The wet is here to stay
Even after the white blizzard remains disappeared, problems still remained. "Just because the snow is off the field doesn't mean it's playable," junior baseball player Britton Smith says. "It was still wet and sloppy. There was no way we could have played on it without ripping up the grass."
The softball team experienced similar challenges. Oroxom noted that the varsity softball field has been kept in excellent condition, but keeping one field playable has restricted softball practices to the junior varsity (JV) field. This has introduced more complications, since the JV field has an uneven surface of grass and rock that overlaps with lacrosse's practice area. "It's hard to use left and center field when there are people running around, bound to get hit by a hard line drive," she says.For varsity boys' lacrosse, the versatile turf saved the day. After freeing the turf of its ice blanket, the team was able to practice even more efficiently than in previous years, during which they had used the grass field. "Turf just makes everything easier," Tran said. "It's meant to be played on in any weather. [It] let us practice outside until the fields dried and now we're back in our normal routine."
A greener field
While the snow complications posed challenges for Blair teams, the athletes believe repercussions have been only mildly severe. Although she was worried about her team's lack of outdoor playing time, Oroxom's primary concern has been her teammates' individual motivation. "I was worried about our personal fitness regimens taking a turn in the wrong direction. Cold, bleak days tend to make you want to stay in bed all day," she said.

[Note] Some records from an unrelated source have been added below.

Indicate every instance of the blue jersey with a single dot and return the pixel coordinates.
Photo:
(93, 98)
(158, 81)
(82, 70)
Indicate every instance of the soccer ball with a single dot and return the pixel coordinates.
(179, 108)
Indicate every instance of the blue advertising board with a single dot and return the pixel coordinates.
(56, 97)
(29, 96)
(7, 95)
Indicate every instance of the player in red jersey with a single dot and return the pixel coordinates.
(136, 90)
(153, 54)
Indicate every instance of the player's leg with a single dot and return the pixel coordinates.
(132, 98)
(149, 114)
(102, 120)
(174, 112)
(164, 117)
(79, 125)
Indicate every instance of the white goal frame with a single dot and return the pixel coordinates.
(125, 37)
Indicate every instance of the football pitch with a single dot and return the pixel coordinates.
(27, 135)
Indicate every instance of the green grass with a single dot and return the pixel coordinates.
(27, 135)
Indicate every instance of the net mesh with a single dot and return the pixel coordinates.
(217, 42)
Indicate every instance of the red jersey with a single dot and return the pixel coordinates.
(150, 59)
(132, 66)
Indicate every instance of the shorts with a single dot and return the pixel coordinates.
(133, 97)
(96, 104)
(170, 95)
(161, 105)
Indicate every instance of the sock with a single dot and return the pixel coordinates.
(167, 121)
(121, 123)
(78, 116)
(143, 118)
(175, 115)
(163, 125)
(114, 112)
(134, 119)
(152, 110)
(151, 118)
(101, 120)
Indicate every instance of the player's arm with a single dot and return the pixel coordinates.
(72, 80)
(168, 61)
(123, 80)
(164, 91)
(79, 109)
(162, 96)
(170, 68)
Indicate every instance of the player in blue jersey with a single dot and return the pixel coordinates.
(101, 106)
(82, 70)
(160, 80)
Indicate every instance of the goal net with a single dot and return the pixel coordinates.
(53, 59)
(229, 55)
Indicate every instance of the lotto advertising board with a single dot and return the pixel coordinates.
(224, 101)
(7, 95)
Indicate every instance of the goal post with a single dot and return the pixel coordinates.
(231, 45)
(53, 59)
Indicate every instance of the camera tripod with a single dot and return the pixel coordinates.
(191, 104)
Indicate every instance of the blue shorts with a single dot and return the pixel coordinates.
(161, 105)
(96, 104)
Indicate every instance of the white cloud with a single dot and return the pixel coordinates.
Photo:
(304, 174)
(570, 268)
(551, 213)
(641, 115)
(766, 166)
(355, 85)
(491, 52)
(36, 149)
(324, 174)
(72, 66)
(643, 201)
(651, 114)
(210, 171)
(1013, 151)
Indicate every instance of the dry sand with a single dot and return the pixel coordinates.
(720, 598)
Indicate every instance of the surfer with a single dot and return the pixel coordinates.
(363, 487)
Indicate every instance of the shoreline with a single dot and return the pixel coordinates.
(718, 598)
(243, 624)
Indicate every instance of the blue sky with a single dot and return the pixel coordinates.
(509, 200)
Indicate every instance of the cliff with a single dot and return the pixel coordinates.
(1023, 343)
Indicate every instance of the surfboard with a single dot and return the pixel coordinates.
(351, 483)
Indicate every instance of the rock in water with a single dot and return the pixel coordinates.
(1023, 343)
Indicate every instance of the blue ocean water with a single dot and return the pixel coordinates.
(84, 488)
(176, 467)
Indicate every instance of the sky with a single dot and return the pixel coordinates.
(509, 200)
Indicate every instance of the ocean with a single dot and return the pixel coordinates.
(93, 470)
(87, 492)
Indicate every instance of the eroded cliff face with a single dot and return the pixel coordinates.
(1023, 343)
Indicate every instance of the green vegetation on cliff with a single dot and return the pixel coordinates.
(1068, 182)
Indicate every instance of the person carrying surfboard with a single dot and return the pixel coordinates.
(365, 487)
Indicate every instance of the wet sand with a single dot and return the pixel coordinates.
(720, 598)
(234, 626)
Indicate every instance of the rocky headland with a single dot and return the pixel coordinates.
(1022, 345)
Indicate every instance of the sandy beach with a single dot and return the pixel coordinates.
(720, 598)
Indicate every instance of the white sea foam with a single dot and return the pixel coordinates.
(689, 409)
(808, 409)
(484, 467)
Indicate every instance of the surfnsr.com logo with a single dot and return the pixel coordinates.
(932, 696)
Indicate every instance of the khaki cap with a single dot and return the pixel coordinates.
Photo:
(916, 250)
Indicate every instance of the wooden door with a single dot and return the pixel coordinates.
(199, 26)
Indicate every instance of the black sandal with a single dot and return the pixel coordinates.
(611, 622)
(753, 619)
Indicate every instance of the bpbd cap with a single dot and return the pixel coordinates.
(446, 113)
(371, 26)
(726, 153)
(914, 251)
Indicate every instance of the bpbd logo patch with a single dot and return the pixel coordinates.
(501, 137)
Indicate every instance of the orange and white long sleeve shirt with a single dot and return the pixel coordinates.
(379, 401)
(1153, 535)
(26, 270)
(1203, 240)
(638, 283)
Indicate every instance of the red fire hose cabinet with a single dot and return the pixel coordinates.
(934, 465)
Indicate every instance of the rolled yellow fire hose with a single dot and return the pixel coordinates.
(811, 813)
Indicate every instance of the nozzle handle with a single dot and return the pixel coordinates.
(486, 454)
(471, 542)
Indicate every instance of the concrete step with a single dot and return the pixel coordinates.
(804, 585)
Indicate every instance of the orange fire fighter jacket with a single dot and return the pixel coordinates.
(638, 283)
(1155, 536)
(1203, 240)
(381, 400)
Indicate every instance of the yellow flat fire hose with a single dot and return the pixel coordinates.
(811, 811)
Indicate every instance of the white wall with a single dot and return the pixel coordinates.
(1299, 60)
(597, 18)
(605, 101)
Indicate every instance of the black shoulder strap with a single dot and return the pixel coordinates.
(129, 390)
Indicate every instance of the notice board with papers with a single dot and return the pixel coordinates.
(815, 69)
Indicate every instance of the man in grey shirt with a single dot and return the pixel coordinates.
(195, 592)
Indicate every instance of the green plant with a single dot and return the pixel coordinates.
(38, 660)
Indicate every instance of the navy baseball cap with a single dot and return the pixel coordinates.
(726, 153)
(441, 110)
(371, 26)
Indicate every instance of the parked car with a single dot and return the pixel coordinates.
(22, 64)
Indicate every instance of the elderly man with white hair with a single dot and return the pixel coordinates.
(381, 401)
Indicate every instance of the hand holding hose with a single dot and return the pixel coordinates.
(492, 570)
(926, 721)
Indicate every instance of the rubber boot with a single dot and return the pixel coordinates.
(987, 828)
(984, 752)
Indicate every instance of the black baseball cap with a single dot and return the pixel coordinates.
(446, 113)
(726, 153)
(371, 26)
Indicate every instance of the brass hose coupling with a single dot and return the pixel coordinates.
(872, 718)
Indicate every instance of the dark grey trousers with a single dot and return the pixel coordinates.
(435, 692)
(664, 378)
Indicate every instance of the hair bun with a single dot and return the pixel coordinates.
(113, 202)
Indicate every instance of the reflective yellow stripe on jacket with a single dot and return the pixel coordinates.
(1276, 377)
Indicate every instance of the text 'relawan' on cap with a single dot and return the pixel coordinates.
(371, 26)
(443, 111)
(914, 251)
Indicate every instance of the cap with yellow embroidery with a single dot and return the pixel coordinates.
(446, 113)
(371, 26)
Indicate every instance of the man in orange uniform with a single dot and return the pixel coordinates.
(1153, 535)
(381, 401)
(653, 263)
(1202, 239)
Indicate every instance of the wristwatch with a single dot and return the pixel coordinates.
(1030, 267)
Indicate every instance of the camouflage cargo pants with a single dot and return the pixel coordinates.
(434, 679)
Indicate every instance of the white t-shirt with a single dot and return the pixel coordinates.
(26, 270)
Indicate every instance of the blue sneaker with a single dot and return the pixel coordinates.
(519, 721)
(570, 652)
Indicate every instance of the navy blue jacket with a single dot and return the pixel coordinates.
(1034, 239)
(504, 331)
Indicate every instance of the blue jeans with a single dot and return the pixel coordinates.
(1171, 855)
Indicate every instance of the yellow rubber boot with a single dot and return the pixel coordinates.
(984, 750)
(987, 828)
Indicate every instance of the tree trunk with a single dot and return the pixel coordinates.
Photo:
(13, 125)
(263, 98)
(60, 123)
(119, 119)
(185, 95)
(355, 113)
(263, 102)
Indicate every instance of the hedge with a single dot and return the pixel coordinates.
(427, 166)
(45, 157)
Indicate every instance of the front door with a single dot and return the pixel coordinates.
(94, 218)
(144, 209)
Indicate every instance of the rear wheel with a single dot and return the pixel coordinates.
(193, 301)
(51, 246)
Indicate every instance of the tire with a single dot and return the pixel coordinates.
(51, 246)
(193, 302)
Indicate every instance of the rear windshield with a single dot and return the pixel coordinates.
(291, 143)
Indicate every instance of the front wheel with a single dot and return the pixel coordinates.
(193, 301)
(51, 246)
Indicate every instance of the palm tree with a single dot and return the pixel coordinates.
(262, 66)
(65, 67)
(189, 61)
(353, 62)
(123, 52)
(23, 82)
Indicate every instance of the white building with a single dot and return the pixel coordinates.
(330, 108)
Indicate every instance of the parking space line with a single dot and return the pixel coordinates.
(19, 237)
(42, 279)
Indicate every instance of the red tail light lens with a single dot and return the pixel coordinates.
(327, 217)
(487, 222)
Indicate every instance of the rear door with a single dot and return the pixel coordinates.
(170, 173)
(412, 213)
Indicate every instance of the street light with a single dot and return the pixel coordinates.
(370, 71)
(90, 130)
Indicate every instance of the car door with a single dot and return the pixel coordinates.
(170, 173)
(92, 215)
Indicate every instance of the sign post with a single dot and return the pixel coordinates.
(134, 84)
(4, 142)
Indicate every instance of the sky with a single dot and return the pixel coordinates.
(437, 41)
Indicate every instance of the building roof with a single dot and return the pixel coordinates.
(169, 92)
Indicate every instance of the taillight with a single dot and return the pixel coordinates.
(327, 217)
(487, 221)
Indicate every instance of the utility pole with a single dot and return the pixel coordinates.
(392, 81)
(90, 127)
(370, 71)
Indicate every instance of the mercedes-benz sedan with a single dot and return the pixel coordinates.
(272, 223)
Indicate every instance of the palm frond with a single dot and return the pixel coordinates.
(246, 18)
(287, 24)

Buchholz also admits he overreacted initially. "I was mortified at first. I was worried we wouldn't even get half the season in. But we were pretty fortunate," he says. "The field dried up pretty fast, so I don't think we were greatly hindered by the snow."
Fortunately, the lacrosse team was able to go on with practice as usual. "The turf is pristine and the grass fields are fine…in terms of effects from the snow, just about minimal," Tran says.
Despite the initial hindrance, Blazers feel the snow's aftermath did not place them at a notable disadvantage. "Everyone in the county is in a comparable position," Buchholz says. "We're not the only ones."